La febbre della vittoria aumentava di un grado centigrado ad ogni barca sorpassata e quando superò anche la seconda toccò il limite supremo; fatto che generò nel nostro il sublime impulso a portare sull'ultima tacca il reostato del telecomando: i 250 ampère scaricarono tutta la loro energia sui rotori del siderale cavallo nascosto. La barca adesso procede alla stessa velocità del vento apparente contrario al moto di avanzamento, ma la temperatura corporea del sig. FusPetto non consente riflessioni di sorta mentre raggiante e bruciante affianca la battagliera sua ultima concorrente.
Ad un paio di metri dalla suprema gloria, un fumo azzurrino cominciò a levarsi fuoruscendo dal pozzetto, un rantoloso urlo di vittoria sta per uscire dalla gola dell'eroe, quando inaspettatamente, sotto gli occhi della giuria, il sig.
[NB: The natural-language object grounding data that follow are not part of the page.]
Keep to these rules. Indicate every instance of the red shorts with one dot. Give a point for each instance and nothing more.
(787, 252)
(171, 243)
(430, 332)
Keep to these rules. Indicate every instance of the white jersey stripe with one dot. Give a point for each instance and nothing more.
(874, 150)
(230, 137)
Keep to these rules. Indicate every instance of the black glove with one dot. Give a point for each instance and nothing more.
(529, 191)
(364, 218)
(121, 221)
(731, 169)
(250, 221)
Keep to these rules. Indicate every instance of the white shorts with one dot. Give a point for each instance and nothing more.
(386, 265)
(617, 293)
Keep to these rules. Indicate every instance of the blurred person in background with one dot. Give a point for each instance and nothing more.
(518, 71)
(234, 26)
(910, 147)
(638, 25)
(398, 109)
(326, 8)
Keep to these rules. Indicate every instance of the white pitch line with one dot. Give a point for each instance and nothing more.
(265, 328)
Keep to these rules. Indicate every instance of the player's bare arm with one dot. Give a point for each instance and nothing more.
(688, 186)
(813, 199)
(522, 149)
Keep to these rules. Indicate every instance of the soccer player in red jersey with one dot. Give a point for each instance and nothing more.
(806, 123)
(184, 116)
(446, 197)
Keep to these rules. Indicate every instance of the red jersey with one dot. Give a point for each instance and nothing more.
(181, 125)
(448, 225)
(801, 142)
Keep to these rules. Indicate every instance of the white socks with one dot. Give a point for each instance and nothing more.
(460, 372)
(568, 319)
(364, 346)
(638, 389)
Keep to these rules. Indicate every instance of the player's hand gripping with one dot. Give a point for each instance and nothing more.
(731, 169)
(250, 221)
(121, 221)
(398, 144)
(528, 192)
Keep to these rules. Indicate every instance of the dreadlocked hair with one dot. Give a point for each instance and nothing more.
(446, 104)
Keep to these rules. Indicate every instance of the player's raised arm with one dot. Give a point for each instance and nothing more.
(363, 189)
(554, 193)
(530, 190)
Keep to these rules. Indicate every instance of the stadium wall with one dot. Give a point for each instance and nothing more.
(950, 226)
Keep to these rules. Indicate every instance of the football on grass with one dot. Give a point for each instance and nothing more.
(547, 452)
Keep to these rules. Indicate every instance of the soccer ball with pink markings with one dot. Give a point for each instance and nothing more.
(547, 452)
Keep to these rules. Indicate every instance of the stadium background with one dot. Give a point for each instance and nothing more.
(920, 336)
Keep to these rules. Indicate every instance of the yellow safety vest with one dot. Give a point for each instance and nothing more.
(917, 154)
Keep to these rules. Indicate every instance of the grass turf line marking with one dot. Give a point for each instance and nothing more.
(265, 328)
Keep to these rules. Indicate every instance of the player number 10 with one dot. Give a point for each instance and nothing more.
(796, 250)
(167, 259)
Fuspetto si afflosciò sulla barra, la quale, come se volesse di propria volontà ripristinare le leggi della fisica, inverte il senso di marcia della barca che, schizzando nella direzione opposta, riporta lo svenuto nei ranghi dei perdenti donde era partito.
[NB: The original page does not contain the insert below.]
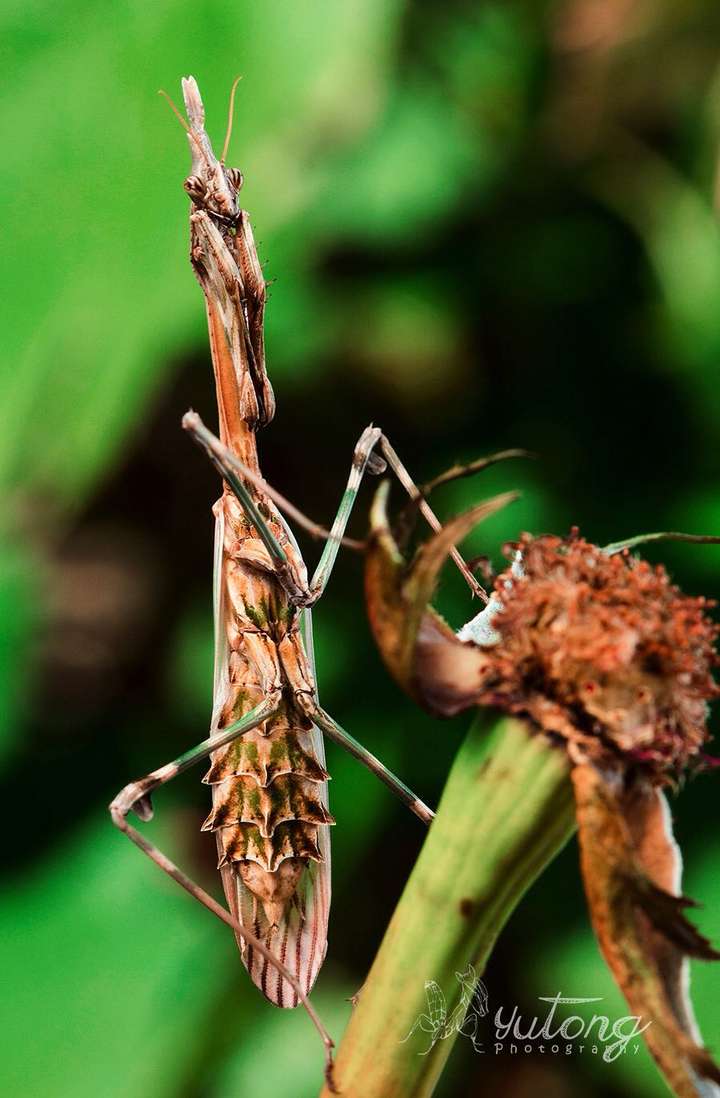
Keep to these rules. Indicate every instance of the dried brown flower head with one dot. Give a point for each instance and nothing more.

Una corvetta della Marina Militare fu mandata a recuperare quella stranissima imbarcazione che con le vele sventate si era diretta verso il largo continuando imperterrita per altre sei ore. Quando si affianco all'oggetto, adesso immobile a 20 miglia della costa, i militari non seppero spiegarsi il comportamento di quel signore febbricitante e sorridente che reggeva, tenendolo alto a mò di coppa, un bugliolo di plastica.
Quando il sig. Fuspetto, dimesso dall'ospedale dove era stato ricoverato in grave stato confusionale, ritornò nel suo ufficio, trovò una lettera, già tradotta in italiano, della ditta fornitrice delle batterie al ciano-carburo, nella quale si precisava che al massimo assorbimento le medesime erano soggette ad una emanazione di gas dagli effetti esilaranti, che producevano stati di ebbrezza con sintomi di confusione mentale ed esaltazione psicotropa.
Il sig. Fuspetto non ebbe bisogno di mentire quella volta; si, era stato proprio per un malore che aveva dovuto abbandonare la regata ad un metro della vittoria: a mentire furono invece i suoi amici che pietosamente si rammaricarono con lui per la sfortuna che aveva avuto.